As is evident to anyone with eyes, tea has almost supernatural powers. It's no wonder that many years ago the British Army were rumored to stop in the middle of battles simply in order to have a tea break. One may doubt the veracity of this claim, but one cannot doubt the importance of tea.
Tea, and the drinking of it, is a custom that spans many cultures. The Chinese and Japanese are well known for their love of tea, and the Japanese Tea Ceremony has become famed throughout the globe as the foremost formal method of drinking the beverage. The Chinese have the drop on the Japanese when it comes to the history of tea however, as there are records of tea drinking in China dating back 5,000 years.
It is said that tea was the invention, or perhaps discovery is a better word, of a Chinese Emperor known as Shen Nung, a keen scientist who noticed one day whilst out with his court that some leaves had fallen into the water being boiled to make it safe to drink, and had stained the water brown. Rather intrepidly, he elected to drink the brown water, and found it pleasing. Thus was the custom and practice of tea drinking begun.

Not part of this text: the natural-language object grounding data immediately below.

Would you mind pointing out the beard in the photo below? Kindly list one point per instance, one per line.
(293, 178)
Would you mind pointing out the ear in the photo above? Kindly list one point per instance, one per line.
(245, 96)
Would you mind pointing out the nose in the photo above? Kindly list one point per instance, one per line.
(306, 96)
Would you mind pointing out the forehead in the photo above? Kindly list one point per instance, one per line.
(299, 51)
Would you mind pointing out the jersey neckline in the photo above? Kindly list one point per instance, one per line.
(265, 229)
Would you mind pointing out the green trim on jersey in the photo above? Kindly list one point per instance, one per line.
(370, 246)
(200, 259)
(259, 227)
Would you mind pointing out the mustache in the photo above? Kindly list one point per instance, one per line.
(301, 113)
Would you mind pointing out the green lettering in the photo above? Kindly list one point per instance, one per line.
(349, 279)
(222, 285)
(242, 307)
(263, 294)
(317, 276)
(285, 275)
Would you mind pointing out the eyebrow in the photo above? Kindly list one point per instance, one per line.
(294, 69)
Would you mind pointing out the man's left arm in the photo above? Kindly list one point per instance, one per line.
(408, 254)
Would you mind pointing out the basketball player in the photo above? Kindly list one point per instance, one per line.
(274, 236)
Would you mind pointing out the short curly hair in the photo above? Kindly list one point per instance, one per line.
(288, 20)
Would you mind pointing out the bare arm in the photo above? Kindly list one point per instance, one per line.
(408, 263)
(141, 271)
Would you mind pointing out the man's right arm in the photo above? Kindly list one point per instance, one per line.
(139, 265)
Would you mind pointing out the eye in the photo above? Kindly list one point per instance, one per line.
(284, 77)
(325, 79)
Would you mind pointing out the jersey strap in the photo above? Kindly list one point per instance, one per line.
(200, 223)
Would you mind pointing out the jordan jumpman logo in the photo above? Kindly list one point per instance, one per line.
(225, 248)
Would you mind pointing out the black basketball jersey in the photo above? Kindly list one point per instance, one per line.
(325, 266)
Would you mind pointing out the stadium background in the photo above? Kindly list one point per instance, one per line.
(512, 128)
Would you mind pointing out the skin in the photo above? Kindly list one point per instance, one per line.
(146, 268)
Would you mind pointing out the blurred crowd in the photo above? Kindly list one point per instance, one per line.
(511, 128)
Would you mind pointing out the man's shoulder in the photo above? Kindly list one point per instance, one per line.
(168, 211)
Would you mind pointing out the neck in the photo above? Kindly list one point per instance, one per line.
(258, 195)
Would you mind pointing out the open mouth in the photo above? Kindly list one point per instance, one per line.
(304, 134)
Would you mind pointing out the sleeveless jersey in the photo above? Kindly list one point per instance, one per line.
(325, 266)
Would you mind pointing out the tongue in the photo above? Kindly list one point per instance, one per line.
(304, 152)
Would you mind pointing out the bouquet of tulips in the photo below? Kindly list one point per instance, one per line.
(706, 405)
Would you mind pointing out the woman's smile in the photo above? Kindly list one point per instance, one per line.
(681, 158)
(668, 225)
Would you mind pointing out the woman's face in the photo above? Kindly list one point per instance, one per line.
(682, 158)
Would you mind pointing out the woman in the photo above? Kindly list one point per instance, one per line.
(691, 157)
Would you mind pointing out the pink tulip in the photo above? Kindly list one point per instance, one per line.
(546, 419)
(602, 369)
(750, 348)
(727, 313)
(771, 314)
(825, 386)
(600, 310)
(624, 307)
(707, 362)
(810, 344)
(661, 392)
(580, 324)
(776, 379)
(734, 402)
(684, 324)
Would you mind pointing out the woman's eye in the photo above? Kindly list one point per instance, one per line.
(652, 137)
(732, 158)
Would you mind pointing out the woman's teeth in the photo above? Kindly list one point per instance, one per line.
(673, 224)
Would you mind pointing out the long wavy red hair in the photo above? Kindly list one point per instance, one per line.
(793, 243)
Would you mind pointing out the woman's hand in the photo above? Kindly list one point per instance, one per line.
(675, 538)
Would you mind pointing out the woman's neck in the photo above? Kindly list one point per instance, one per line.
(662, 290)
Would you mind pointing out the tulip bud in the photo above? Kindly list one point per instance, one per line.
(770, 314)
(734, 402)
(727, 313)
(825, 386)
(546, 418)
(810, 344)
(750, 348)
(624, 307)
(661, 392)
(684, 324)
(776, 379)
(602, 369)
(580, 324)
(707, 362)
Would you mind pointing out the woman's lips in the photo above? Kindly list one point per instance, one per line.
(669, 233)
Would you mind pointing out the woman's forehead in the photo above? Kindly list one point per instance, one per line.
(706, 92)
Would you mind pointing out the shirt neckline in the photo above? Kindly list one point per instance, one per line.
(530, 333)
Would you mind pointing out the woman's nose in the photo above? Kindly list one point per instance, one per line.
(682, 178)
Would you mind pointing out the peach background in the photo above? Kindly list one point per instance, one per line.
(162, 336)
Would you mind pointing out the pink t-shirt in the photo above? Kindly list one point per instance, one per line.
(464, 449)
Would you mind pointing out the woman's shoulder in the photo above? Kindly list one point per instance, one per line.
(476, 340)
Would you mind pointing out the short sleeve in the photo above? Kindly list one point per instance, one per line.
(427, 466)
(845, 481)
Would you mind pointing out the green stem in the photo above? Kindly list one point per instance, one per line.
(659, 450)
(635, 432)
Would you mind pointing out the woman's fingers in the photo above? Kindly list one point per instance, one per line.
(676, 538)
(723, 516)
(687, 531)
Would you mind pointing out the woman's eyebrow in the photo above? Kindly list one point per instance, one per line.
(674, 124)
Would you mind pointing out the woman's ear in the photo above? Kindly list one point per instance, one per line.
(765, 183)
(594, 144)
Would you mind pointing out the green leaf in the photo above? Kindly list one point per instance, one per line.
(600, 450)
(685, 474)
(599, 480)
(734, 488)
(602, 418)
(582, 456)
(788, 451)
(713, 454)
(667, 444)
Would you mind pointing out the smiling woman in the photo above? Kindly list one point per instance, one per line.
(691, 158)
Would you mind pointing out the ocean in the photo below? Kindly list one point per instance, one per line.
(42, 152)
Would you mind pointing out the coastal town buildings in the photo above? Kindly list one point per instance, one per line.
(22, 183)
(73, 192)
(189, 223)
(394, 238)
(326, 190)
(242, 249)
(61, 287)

Tea is undoubtedly one of nature's plentiful gifts which we are fortunate to enjoy. Unlike the many synthetic beverages which have flooded the market in recent years, the effects of tea are overwhelmingly positive. Whether made in a Japanese tea ceremony, out in the field, or simply thrown together in one's own kitchen, tea is a healthy and inexpensive beverage that should be a part of everyone's diet.